I will reiterate, just using the computer is not enough, you need to own the computer. You need to ensure that the computer is your tool and that you know how to use it as such. You need to know the kinds of problems you can solve as standard with the computer and how to adapt that tool to solve new problems as they arise. It is the skill of tool adaptation that is what coding give you and the sooner you learn to code, the sooner it will become just another internalised skill that enables you to use your computer to solve problems quickly and accurately whenever they arise. A child that learns to code at high school age will have a lead over those who start coding at college or beyond. Similarly, a junior age child who can sit at a computer and produce code to satisfy their need will have a huge advantage over those that cannot. Note that I am not suggesting at this point that kids should be writing code that is ready for production use, although that would really change the nature of child labour and outsourcing in some areas of the world. What I am suggesting is that children are empowered to ask questions and seek answers for themselves, and that their primary tool for working with problems can be, and should be, the computer.

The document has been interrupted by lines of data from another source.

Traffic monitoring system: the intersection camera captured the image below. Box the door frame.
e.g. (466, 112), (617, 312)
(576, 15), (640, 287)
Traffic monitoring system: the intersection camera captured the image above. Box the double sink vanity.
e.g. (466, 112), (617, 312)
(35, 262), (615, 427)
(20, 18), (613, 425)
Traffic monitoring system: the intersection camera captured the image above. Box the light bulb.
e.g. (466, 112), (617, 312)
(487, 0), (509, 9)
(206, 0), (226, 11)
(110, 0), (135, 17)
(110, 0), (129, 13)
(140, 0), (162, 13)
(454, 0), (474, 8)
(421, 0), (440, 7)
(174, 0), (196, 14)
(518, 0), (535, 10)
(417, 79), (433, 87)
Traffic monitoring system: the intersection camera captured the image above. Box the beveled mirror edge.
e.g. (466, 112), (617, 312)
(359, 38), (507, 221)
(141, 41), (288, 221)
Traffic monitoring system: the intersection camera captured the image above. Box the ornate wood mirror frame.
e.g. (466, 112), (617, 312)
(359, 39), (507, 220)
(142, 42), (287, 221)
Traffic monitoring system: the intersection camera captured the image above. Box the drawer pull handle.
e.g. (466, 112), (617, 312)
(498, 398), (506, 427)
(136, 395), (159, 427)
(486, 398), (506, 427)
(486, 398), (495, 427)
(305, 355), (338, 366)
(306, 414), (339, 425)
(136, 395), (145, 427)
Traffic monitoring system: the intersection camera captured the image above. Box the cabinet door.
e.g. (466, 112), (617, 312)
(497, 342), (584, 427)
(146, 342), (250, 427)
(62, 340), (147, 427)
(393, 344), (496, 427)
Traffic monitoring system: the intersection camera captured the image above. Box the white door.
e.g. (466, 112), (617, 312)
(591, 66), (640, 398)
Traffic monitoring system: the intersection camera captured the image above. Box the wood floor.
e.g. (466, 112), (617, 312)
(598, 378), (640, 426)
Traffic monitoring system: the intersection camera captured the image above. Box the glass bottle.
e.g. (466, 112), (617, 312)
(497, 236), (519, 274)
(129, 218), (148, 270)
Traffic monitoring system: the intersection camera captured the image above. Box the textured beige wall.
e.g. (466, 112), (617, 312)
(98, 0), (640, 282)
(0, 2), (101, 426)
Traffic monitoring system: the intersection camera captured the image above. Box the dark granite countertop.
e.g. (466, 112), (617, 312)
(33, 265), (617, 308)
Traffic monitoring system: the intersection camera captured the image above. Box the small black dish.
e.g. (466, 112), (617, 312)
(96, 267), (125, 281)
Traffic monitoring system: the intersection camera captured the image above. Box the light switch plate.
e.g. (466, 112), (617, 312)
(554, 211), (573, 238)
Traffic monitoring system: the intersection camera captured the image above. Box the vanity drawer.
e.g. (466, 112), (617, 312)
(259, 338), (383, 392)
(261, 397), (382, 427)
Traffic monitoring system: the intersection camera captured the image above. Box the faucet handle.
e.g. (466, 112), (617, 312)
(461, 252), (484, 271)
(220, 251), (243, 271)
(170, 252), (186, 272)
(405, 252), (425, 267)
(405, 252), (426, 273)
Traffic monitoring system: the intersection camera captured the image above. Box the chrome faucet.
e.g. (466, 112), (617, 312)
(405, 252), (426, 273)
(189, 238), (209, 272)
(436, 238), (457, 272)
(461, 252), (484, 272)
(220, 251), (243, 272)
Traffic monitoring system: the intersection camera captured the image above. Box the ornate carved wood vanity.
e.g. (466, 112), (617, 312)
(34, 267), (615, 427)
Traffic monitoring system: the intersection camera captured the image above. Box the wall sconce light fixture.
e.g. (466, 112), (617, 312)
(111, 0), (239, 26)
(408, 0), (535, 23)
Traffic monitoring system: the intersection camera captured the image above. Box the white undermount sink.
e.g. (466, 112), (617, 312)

For me, a second, and more important question is not when should we start teaching children to code, but
how shoud we teach children to code? We need to frame this in such a way that children of all genders are empowered to code. Finally, against this backdrop the percentage of male applicants to undergraduate computer science courses is increasing despite some efforts being made to make computing more attractive to all genders. So my final corollary today is,
how should we present coding as an interesting and useful skill for Children of all genders to cultivate?